Dawa belonged to the first mobile detachment of PAP’s Tibet Corps; she enlisted in the Army in September 2013. “She broke through the language barrier, kept reading the news and looking up the dictionary every day,” the website said, adding she could write “a neat application for joining the party”. It is worth noting that recruits have to first join the Communist Party.
Nobody can deny Tibetans have always been good warriors; in the 1950s-60s, the Khampa freedom fighters gave a nightmare to Chinese generals for years. There were persistent rumours recently that the PLA was recruiting “exclusive military formations of ethnic Tibetans” That would be entirely new, and difficult to corroborate.
On June 4, China National Defence News commented on the National Defence Education under Conditions of Dispersion: a farmer living near the border was quoted as saying: “Our village has a special geographical location, and our home is connected to the ‘gate of the nation’ [Indian border]. To protect our home is to defend the border.”
In summer 2020, it was reported the Shigatse military sub-district sent a national defence education propaganda team to the border: “The alpine pasture in Gyeru Village in Kampa County [north of Sikkim] carried out national defence education for grazing people on the borders.

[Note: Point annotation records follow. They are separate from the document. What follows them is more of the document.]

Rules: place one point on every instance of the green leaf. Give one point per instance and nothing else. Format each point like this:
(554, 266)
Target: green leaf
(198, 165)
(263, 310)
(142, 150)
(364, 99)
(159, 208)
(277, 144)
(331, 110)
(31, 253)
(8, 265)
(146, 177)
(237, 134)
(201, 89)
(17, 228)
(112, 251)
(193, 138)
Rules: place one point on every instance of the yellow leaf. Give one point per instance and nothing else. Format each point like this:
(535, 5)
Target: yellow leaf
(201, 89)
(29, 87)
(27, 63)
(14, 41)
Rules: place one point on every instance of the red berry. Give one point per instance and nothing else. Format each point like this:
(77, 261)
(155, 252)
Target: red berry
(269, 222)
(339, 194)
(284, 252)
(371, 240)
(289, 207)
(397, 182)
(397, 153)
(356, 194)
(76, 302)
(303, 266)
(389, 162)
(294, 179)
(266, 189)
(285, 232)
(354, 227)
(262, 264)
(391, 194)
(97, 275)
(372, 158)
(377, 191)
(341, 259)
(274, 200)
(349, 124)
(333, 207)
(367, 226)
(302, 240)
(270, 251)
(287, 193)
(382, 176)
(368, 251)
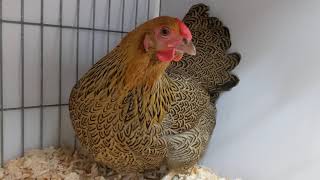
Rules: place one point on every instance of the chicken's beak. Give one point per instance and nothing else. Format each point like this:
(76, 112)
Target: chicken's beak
(187, 47)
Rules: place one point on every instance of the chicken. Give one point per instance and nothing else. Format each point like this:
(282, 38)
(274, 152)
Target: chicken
(144, 105)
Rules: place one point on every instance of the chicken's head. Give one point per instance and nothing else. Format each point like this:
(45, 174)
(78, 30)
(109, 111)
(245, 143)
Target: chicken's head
(168, 39)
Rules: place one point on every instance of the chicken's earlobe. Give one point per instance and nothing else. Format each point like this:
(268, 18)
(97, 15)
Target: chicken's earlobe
(147, 42)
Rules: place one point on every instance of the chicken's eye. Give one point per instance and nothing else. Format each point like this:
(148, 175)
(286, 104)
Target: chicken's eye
(165, 31)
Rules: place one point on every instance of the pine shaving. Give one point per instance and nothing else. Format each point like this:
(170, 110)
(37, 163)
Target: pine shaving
(62, 163)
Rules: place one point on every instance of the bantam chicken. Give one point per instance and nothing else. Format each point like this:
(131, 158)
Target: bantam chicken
(144, 105)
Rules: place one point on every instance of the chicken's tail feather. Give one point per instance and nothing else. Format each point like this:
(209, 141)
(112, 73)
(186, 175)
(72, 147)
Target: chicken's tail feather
(212, 65)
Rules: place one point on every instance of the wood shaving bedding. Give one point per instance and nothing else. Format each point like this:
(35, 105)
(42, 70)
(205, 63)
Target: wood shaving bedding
(62, 163)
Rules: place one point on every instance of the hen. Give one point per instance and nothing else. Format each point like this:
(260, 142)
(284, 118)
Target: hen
(140, 107)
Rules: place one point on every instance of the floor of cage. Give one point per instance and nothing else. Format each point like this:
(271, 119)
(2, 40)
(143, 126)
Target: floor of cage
(62, 163)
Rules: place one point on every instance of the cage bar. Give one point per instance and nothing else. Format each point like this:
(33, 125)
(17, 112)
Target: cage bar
(122, 17)
(93, 31)
(108, 33)
(41, 80)
(22, 22)
(22, 76)
(60, 70)
(1, 89)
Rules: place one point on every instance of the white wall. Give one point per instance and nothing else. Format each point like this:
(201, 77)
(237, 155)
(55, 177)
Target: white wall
(268, 126)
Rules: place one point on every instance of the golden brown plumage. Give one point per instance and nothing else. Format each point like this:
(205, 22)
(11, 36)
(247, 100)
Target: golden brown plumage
(133, 112)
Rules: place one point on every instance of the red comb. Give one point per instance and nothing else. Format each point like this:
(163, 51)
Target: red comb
(184, 30)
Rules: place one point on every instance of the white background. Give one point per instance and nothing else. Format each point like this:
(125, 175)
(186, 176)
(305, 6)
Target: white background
(268, 127)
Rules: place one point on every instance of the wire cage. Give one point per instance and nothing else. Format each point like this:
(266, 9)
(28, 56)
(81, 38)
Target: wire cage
(46, 45)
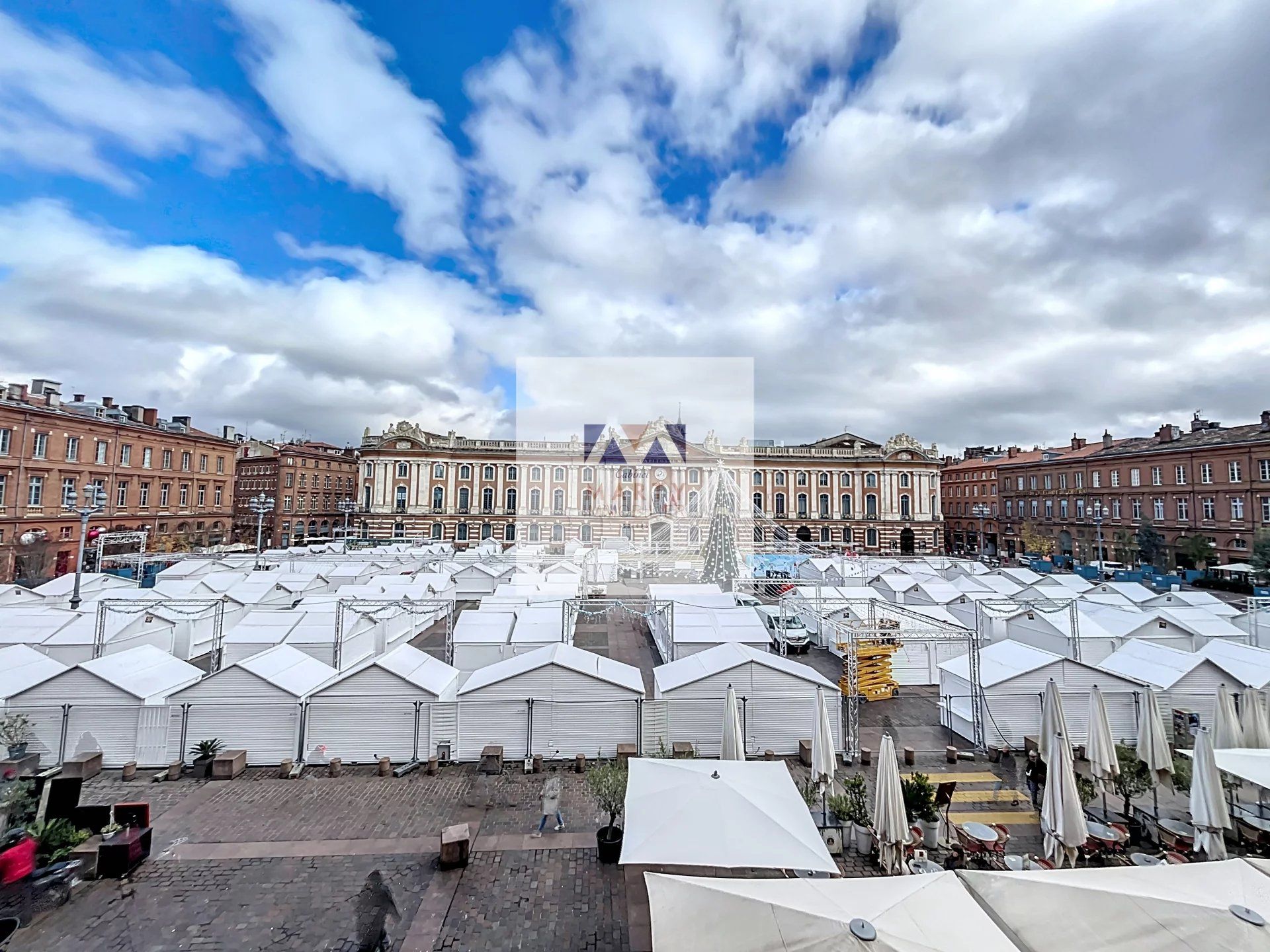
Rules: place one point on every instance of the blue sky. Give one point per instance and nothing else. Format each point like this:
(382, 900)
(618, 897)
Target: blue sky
(313, 216)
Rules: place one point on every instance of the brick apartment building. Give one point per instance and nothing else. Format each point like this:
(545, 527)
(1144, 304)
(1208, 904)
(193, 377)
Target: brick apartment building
(161, 476)
(306, 481)
(1210, 480)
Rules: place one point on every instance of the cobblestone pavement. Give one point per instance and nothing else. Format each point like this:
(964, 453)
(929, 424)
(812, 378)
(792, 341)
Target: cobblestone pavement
(235, 905)
(562, 899)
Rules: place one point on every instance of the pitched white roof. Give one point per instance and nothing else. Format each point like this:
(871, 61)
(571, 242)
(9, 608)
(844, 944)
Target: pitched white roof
(411, 664)
(575, 659)
(23, 666)
(724, 658)
(144, 672)
(288, 668)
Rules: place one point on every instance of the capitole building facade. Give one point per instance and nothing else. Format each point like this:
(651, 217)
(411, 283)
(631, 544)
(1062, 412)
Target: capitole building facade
(652, 485)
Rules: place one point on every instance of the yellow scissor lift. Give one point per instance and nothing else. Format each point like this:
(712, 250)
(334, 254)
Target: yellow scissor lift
(874, 681)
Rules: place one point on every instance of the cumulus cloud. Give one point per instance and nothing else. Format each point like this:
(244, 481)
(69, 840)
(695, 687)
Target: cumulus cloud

The sub-district is focusing on national defence education… and often sends out preaching teams to open ‘mobile classrooms’ to ensure national defence education strengthens the nation and brings awareness for jointly guarding the border”.
That is the formula repeated ad nauseum by party cadres; the website says that in Shigatse City enlistment has risen by an average of 25.8 per cent: “With the continuous advancement of the preaching squad, the national defence awareness of herdsmen continued to increase… it has become the norm for the military and civilians to join hands to defend the border.”

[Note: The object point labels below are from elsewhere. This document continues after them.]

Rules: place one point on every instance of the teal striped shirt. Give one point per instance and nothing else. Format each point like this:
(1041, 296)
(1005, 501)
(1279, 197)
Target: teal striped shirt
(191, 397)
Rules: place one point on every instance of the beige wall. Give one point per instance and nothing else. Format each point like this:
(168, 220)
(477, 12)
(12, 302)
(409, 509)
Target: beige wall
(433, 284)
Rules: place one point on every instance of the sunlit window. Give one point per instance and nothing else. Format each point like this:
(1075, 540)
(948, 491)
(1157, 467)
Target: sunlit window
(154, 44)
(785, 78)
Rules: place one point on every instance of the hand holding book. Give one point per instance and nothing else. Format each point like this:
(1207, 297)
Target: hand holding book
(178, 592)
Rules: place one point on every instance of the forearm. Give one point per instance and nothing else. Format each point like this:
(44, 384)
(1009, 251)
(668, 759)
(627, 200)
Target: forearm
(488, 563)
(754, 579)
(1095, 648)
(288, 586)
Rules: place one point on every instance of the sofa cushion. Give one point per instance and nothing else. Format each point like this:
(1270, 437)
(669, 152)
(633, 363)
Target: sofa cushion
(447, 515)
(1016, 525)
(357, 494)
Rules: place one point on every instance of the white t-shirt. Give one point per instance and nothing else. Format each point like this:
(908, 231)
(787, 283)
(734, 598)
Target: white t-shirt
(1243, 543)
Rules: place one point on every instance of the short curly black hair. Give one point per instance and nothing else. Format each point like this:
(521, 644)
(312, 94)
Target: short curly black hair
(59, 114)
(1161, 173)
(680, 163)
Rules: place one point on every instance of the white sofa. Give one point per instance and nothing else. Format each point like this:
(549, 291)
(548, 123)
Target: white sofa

On March 10, 2021, China Tibet News referred to the recruitment process. It appears some 3,800 people applied for recruitment in Tibet in the first half of the year; it was not specified if they were Tibetans, probably they were, though the recruitment appears to cover the PAP and the militia too.
On March 8, 22 young women from all seven cities (also known as prefectures) in the Tibetan Autonomous Region (TAR) passed the preliminary screening and took part in the final conscription medical examination at TMD hospital. Under China’s “Military Service Law”, male citizens who have turned 18 can each year register for military service before June 30. The applicants are regular high school graduates, full-time college graduates and current students, all between 18 and 22.
If this information is correct (17 women selected out of 753 candidates), the induction of Tibetans is minimal, some two per cent for the women, which means around 60-65 men would be selected. One can think the proportion may be higher for men, but even if it is five per cent, it makes 150 recruits. Given that there are two recruitment sessions every year, one can evaluate the number of new male recruits may be 300 per year.
This is without taking into account “special recruitment drives”, if any. (Nothing has been reported so far in Chinese websites and blogs).
It is, however, certain that a large number of candidates won’t be able to pass the “political” exam, which is crucial for the PLA or the paramilitary forces like the militia.
Communist China sees with a certain envy, if not jealousy, how India has managed to recruit several thousands of Special Forces troops among the Tibetan community in exile. The PLA also knows well they can’t trust the Tibetans: a word from their Leader in Dharamsala and the troops will desert. It’s much easier to do propaganda films than to change the hearts of the local population.
There’s no doubt that all these issues were discussed at the encounter between Xi Jinping and the generals in Lhasa on July 23. And while all this is ominous for India, it will remain a formidable task for the CMC to recruit Tibetans that the Communist Party can actually trust.